There seems to be a lot of confusion in the role that Master Data Management (MDM) plays with big data. Much of this confusion is due to a lack of understanding of exactly what big data is, and how it can be leveraged. The definition of big data has expanded over the years as more and more vendors and companies attempt to capitalize on the buzz. For purposes of this discussion, we will focus on the role of Hadoop in handling big data. Hadoop is a relatively new open source platform designed to allow users to handle ever-increasing volumes of data quickly and efficiently, where any piece of data within a dataset can be used in a query. Hadoop systems are highly scalable and relatively cost efficient, for large corporate projects.
How does it work?
Hadoop breaks large data sets into small “chunks” and spreads these pieces across the servers in a Hadoop cluster. Each chunk is of a requisite size and contains some subset of the original files’ records. This is called the Hadoop Distributed File System (HDFS).
The magic of Hadoop occurs when you apply the MapReduce function. This process essentially runs your query against every chunk of data across all the nodes in the HDFS cluster, then performs a reduce process that combines those results and outputs them to a single data set. Given that no schema is applied to the original files before adding data to the HDFS system, the load is very quick. While it is possible to run any query against this data – you can find many examples on the Internet that show you how to write MapReduce functions against large data sets and return results – you will have to set the bar a little higher if you wish for these results to be actionable; for example, while it may be nice to figure out which customers disliked an Italian restaurant on Yelp, it is far more useful to find out which of your known customers have disliked a restaurant on Yelp in the last three weeks.
Getting to actionable information
Many data sets that are used in big data processes come from either the Internet or sensor data. With either of these sources, data will be provided based on identifiers such as sensor IDs and social media IDs. Companies will need to map these to their current customer or organization identifiers to be able to leverage the value of any insights gained from this data. This can be done by providing results from your MDM data set using a solution such as Master Data Maestro, which allows you to provide actionable information to the correct manager at the correct time. This approach delivers more effective information for the organization, and leads to better management decisions. It can also ensure that results from the HDFS cluster have been vetted against real-world knowledge.

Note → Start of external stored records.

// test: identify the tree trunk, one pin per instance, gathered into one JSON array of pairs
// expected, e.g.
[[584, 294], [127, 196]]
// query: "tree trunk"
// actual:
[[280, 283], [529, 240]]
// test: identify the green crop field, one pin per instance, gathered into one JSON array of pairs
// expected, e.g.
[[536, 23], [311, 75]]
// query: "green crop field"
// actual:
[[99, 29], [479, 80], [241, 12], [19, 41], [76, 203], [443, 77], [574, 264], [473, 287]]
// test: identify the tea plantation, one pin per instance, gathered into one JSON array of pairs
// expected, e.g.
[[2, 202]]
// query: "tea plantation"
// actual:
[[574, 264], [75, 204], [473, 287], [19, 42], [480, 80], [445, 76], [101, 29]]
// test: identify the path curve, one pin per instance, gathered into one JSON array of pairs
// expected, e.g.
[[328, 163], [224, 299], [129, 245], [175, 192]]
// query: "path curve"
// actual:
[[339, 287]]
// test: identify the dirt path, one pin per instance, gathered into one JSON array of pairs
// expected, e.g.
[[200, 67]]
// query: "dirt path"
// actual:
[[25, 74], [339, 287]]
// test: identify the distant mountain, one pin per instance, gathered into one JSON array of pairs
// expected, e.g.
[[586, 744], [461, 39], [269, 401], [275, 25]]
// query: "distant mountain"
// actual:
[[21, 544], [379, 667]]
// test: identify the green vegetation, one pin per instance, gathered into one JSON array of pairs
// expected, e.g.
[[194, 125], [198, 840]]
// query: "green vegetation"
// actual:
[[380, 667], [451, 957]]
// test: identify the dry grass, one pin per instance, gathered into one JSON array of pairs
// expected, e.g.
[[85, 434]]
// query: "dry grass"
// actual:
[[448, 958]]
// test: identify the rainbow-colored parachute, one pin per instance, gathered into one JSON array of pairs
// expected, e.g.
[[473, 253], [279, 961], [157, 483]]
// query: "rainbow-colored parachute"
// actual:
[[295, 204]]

Some data quality and profiling tools work on top of the big data set to deliver cleansed identifiers from the data. While this can provide initial data to be loaded into your MDM system, it is not an effective way to create actionable results. As opposed to attempting to remove duplicates from the HDFS system in this way, master data should be applied at the MapReduce function level, where the entire mastered Customer or Product list can be used to manage data in and out of the system. The freedom that a Hadoop implementation provides must be checked against the known lists of the business to ensure that query results are meaningful and actionable.